Griselda no le temía. Eso la hacía muy popular entre los amigos a quienes invitaba a su casa a escuchar discos de los Rolling Stones. Era de baja estatura, la sonrisa siempre dispuesta y los ojitos marrones que parecían comprenderlo todo. Sin embargo, lo que la caracterizaba físicamente era su pelo incontrolable. Algo así como un manojo de resortes que crecían ignorando la ley de gravedad y que se escapaban insolentes de cualquier dispositivo  que pretendiera atraparlos.
-Yo tengo un tío que desapareció.-le confió una vez a la compañera de banco.
-¿Cómo que desapareció?
- Lo fueron a buscar una noche a la casa. Cortaron la calle y entraron rompiendo la puerta. Le pegaron, revolvieron todo y se lo llevaron. Hace varios años de esto y nunca apareció. Era del sindicato de los metalúrgicos.
-¿Y no lo denunciaron en la policía?
-No, nena. No entendés nada. Fueron ellos. No tenían uniformes, pero se sabe que eran militares y también polícías.
-Ah!
Los nuevos tiempos permitían comportamientos que los jóvenes alumnos ni siquiera habían imaginado.  
Todo en lo que habían creído se venía abajo de repente, como si un sismo moviera todas las estructuras.
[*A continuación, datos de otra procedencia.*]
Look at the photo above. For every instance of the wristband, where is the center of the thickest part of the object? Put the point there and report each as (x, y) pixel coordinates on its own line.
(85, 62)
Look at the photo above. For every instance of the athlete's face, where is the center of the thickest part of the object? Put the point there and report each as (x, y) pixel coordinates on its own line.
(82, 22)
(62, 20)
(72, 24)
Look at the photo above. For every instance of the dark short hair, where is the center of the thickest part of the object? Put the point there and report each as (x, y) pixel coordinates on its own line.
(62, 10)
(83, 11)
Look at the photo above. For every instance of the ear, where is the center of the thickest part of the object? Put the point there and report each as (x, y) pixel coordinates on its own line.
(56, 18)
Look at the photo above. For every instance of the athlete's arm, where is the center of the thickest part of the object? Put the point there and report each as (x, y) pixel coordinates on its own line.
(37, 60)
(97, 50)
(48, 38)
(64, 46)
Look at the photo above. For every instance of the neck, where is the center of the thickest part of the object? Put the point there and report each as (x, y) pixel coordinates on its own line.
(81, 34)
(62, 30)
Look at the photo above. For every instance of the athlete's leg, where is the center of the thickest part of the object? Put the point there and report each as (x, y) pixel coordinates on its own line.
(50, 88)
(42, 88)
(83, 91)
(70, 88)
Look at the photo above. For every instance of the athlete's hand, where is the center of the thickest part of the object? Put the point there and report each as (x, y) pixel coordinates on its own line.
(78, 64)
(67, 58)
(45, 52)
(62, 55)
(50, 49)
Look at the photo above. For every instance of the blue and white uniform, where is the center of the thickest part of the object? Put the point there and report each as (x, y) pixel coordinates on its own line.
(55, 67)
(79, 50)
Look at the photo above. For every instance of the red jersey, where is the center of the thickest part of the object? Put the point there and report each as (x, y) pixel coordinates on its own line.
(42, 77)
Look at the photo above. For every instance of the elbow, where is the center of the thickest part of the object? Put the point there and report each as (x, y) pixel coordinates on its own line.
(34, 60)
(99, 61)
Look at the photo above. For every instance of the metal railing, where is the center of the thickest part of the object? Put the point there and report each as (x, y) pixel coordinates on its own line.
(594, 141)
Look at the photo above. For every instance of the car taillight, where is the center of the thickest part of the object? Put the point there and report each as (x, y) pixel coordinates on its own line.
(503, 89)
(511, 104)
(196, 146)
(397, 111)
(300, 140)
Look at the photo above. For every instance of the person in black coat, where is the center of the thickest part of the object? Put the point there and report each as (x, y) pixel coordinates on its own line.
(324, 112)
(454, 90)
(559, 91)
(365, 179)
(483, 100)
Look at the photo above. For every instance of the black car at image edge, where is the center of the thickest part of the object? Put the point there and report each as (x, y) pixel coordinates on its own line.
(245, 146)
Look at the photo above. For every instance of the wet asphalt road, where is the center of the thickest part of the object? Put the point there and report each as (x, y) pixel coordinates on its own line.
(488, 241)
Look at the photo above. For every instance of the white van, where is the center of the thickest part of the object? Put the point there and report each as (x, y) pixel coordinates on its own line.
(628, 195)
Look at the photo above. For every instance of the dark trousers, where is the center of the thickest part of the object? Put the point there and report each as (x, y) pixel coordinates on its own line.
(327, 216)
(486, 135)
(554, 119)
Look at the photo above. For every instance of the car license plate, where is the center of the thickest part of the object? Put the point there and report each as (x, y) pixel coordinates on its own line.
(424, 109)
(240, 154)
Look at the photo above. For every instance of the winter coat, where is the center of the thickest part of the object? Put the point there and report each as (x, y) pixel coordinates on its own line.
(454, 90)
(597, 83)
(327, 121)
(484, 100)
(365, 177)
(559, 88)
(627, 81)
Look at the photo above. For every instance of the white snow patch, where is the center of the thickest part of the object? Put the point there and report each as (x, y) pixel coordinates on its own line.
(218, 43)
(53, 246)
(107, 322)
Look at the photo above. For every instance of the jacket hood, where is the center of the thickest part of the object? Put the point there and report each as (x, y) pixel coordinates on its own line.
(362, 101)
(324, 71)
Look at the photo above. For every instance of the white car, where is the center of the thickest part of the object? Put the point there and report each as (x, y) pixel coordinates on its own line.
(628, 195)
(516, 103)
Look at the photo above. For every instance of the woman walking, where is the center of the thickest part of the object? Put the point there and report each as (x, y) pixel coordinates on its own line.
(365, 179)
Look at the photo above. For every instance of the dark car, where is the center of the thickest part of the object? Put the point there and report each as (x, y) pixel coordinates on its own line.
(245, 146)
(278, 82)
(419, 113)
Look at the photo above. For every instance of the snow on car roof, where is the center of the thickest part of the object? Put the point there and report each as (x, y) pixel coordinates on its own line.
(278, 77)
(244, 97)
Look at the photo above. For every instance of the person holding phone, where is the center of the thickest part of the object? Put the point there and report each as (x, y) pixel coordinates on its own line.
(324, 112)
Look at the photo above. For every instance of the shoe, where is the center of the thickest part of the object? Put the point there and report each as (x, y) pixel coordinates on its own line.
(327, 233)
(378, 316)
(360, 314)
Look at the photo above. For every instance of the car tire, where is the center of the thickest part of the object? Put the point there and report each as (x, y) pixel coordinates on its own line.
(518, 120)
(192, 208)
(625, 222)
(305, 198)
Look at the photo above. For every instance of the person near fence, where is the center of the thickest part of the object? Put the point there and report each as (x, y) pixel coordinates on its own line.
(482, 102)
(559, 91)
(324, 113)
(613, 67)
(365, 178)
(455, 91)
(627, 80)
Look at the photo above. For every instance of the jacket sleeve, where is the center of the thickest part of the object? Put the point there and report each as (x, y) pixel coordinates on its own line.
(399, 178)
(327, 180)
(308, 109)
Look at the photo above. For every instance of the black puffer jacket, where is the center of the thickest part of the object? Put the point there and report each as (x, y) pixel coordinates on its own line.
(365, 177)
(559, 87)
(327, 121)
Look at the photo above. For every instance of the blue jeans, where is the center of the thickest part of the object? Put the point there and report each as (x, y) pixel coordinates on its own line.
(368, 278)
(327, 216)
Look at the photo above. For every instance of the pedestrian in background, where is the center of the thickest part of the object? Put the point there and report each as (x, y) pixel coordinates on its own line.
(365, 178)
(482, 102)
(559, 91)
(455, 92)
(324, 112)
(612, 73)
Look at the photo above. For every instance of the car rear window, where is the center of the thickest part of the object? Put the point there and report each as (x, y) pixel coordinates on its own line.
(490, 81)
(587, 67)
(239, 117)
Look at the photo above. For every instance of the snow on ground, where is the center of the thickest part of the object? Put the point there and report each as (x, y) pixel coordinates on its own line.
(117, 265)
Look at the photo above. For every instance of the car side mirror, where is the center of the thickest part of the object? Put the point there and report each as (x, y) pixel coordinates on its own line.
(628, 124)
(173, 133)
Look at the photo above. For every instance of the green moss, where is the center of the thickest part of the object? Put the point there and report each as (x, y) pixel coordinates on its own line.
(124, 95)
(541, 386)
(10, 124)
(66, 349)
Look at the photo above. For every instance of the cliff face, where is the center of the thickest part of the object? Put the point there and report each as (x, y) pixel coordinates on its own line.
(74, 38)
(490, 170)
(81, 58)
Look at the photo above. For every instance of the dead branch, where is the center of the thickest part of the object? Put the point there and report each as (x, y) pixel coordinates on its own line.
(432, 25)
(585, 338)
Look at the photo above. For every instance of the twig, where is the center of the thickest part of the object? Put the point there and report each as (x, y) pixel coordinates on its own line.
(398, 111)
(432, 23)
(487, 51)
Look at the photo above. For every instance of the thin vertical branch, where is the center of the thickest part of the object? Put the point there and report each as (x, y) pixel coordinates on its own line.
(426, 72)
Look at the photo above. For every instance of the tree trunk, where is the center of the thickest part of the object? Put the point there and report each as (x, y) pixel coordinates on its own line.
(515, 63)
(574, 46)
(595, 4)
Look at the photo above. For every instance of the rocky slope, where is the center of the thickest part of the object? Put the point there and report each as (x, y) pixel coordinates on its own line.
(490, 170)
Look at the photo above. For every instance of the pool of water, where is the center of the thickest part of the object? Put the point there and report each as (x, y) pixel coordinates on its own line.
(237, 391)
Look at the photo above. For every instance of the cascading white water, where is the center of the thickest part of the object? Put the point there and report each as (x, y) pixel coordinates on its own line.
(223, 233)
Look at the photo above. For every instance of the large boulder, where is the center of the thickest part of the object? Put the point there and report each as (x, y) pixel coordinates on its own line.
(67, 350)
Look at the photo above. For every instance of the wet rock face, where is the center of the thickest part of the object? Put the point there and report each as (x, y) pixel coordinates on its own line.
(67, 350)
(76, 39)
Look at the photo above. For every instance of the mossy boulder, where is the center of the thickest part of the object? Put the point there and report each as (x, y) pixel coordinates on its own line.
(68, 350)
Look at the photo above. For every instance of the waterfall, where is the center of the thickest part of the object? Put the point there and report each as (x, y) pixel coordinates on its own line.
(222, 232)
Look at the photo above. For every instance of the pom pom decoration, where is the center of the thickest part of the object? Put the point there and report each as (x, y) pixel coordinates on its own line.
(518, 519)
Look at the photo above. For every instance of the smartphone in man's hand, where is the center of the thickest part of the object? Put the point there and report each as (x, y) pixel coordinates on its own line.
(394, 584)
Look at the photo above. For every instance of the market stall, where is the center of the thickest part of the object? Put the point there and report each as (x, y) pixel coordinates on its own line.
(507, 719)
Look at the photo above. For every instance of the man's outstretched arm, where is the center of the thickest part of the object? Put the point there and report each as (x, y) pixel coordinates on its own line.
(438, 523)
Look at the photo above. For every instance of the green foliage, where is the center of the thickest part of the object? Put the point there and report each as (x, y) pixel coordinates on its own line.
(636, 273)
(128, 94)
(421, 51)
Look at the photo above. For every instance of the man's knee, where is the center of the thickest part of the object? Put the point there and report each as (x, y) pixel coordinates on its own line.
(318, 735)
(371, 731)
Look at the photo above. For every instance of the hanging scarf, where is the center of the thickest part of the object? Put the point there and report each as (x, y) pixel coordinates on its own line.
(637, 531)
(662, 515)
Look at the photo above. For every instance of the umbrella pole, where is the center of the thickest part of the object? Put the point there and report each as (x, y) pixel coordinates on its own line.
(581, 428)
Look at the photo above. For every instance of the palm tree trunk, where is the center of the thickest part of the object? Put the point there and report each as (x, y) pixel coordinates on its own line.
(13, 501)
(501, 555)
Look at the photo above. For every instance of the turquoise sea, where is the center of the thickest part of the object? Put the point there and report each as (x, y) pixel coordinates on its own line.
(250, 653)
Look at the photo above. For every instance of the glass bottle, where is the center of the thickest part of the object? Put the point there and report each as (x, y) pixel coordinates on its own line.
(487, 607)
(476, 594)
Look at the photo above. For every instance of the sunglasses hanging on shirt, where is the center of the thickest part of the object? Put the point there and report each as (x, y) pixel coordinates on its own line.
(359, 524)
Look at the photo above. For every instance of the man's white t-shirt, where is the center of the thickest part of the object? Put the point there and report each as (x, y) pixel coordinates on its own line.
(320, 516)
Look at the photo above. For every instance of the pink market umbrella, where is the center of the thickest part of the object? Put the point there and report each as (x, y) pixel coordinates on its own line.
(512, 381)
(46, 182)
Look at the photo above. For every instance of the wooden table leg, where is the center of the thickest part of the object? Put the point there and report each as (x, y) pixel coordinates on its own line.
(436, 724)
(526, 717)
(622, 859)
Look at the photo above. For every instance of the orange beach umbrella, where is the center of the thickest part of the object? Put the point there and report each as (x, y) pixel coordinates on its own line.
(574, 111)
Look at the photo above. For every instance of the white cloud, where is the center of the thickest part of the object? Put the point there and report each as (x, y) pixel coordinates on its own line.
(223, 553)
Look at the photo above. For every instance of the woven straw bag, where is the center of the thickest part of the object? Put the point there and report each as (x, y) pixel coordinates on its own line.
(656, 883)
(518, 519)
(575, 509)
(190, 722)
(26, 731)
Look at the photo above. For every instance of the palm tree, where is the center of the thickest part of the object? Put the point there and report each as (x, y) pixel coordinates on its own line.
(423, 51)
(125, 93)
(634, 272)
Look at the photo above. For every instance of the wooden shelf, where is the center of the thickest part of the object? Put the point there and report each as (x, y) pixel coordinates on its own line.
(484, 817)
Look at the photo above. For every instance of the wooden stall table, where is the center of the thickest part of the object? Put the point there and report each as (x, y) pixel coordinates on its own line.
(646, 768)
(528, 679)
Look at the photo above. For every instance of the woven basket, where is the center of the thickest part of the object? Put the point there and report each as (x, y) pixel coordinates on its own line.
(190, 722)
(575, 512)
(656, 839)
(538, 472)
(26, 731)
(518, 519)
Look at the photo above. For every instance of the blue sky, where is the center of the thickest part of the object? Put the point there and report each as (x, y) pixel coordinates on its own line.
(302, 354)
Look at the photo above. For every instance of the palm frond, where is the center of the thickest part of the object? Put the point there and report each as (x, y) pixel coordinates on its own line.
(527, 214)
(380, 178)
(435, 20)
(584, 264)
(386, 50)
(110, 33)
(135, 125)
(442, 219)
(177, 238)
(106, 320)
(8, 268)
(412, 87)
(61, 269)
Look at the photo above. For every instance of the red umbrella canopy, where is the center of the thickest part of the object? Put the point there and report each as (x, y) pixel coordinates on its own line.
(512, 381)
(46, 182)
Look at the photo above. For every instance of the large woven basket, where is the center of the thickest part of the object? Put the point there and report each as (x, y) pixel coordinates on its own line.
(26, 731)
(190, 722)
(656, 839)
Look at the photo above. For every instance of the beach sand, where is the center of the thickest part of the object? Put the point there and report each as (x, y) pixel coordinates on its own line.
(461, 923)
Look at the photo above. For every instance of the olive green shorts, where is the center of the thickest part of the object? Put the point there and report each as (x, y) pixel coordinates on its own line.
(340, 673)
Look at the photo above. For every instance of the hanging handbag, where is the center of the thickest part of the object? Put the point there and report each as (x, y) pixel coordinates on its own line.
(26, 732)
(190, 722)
No todos estaban preparados.
Griselda Russo, sí.
Fue una de las primeras en querer  formar el Centro de Estudiantes. Su familia, no obstante, se opuso. Tan fresco estaba el espanto de desconocer el destino de uno de los suyos. Pero los nuevos vientos que soplaban eran imparables.
Griselda empezó a organizar las reuniones. Hablaba con todos, iba de curso en curso.
 Convencía, cuestionaba, inspiraba.
 Los directivos sabían que no podían evitarlo. Tímidamente, algunos docentes, sobre todo los que habían tenido militancia y habían sufrido el miedo y la censura, alentaban estas actividades.
Pero ella era una chica de dieciséis años y además de la política y tal vez con más fuerza aún,  la atraían los varones.  Y el Colegio Nacional, pensado como estaba para ser el puente hacia la Universidad, rebosaba de chicos. Había uno en especial, de 5º año, a quien Griselda no le perdía pisada. Podía ubicarlo precisamente en cualquier momento ¡Y eso que el Colegio era enorme!
Por suerte para ella, a él también le gustaba la política. Esta circunstancia los hizo inseparables.
Un día de setiembre, los dos pidieron una reunión con la jefa de preceptores.  A pesar de  los cambios, las autoridades ponían reparos para que los chicos salieran en horas de clase para reunirse.
 Los citaron en la preceptoría.  En ese momento, la jefa fue requerida de urgencia. Una chica de primer año se había desmayado y varios docentes la estaban asistiendo mientras esperaban la ambulancia.
 Los dejaron solos, esperando.
Sentados uno al lado del otro, tomaron conciencia de que siempre habían estado ocupados por los problemas del Colegio, y en ese momento no sabían de qué hablar. El breve espacio que los separaba se volvió  una barrera que le impedía a Griselda mirar y solamente dejaba pasar el aroma de la loción para después de afeitar. Fue como si su cuerpo despertara entero al llamado del perfume y ya no quiso controlar la emoción que le nacía en  el pecho y le invadía el alma de chiquilina enamorada.
El muchacho, mirándola con fijeza, le rozó la cara con el dorso de la mano con la excusa de acomodar un bucle irredento. Y como no encontró resistencia, rodeó con la palma su mejilla y parte del cuello. La atrajo con cautela y empezó a apoyar sus labios en los de ella. 
 Al lado de la oficina había un pequeño cuarto donde se guardaban los materiales didácticos. Griselda se dejó guiar hasta ahí.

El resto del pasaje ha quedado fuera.